Bursa’nın alınışı sırasında kimi ermişlerin düşmanı yararak askerlere yol gösterdiği inancı yörede yaygındır. Bu ermişlerden biri de Geyikli Baba’dır. Geyikli Baba Azerbaycan’ın Huy Kasabası’ndandır. Bir geyiğin sırtında Bursa ‘ya girmiştir. Altmış okkalık kılıcıyla düşmanı yararak askerlere yol açar. Bursa alınıncaya kadar savaşı sürdürür. Gün batarken bir kestane ağacının yanında yiter. Savaşa nasıl katıldığı anlaşılamaz. Bursa alındıktan sonra Uludağ’da geyiklerle yaşadığı söylenir.
Orhan Bey iki yük rakı ve iki yük şarap göndererek, onu huzuruna çağırtır. Geyikli baba bunları bir kazanda kaynatır. İçine pirinç atarak zerde yapar.
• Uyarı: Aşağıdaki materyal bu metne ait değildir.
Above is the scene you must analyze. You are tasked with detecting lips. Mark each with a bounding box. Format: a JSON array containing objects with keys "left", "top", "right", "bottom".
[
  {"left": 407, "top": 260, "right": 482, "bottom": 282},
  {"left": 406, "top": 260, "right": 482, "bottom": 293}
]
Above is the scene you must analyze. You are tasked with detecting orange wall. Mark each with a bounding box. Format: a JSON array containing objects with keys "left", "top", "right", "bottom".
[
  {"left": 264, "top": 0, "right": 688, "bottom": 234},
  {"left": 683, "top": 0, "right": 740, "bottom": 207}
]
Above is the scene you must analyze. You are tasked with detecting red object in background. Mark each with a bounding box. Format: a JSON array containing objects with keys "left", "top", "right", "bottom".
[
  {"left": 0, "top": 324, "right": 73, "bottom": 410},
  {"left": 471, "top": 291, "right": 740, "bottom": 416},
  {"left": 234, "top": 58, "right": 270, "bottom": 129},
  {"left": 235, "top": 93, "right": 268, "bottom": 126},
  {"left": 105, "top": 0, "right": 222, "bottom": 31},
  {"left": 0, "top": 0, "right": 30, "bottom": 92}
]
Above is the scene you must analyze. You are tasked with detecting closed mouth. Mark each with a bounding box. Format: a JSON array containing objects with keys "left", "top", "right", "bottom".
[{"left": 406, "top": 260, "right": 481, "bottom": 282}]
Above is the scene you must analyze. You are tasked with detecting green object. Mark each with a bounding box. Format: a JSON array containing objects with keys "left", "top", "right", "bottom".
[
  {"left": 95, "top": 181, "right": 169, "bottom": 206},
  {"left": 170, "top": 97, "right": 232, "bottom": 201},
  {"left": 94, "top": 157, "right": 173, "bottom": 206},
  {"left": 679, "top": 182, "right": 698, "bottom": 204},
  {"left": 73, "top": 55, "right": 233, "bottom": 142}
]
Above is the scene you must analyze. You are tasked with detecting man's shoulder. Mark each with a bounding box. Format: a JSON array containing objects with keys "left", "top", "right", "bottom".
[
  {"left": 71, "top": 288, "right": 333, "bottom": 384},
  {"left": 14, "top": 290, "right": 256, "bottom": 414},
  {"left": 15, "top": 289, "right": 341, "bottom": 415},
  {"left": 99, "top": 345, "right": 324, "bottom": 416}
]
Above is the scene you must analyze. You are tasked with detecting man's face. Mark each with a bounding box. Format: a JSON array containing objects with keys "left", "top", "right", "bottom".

Bir çanak da Orhan Bey’e göndererek gelemeyeceğini bildirir. Nedenini de şöyle açıklar:
-Dervişler göz ehlidir, gözetirler. Vaktinde giderler ki duaları makbul ola.
Bir süre sonra bir kavak fidanıyla Bursa’ya gelir. Onu saray avlusuna diker. Durum Orhan Bey’e haber verilir. Orhan Bey gelir ve dikilen fidanı görür.
Geyikli baba şöyle der:
-Uğur saymamızdır. Durdukça dervişlerin duası sana ve soyuna makbuldür.
sözünü bitirir bitirmez oradan ayrılır. Orhan Bey de ardından giderek oturduğu yere varır. Eliyle İnegöl yöresini göstererek:
-Geyikli baba, Bu İnegöl çevresi tümüyle senin olsun, der.
-Mülk mal Allah’ındır. Ehline verir. Biz onun ehli değiliz, diyerek kabul etmez.
Orhan Bey:
-Ehli kimdir? diye sorar.
Geyikli baba
-Hak Teala dünya mülkünü senin gibi hanlara ısmarladı. Malı da iş ehline ısmarladı ki birbirleriyle iş görsünler. Bizlere gün yeni , nasip olan rızık daha yeni, karşılığını verir.
Bu arada bir tepeciği göstererek, oranın dervişler avlusu olmasını ister.
Aradan uzun yıllar geçer, derviş ölür. Orhan Bey ona kubbeli bir mezar yanına da bir tekke ve bir mescit yaptırır. Yöre halkının atak yeri olan tekke, Geyikli baba tekkesi olarak anılmaktadır.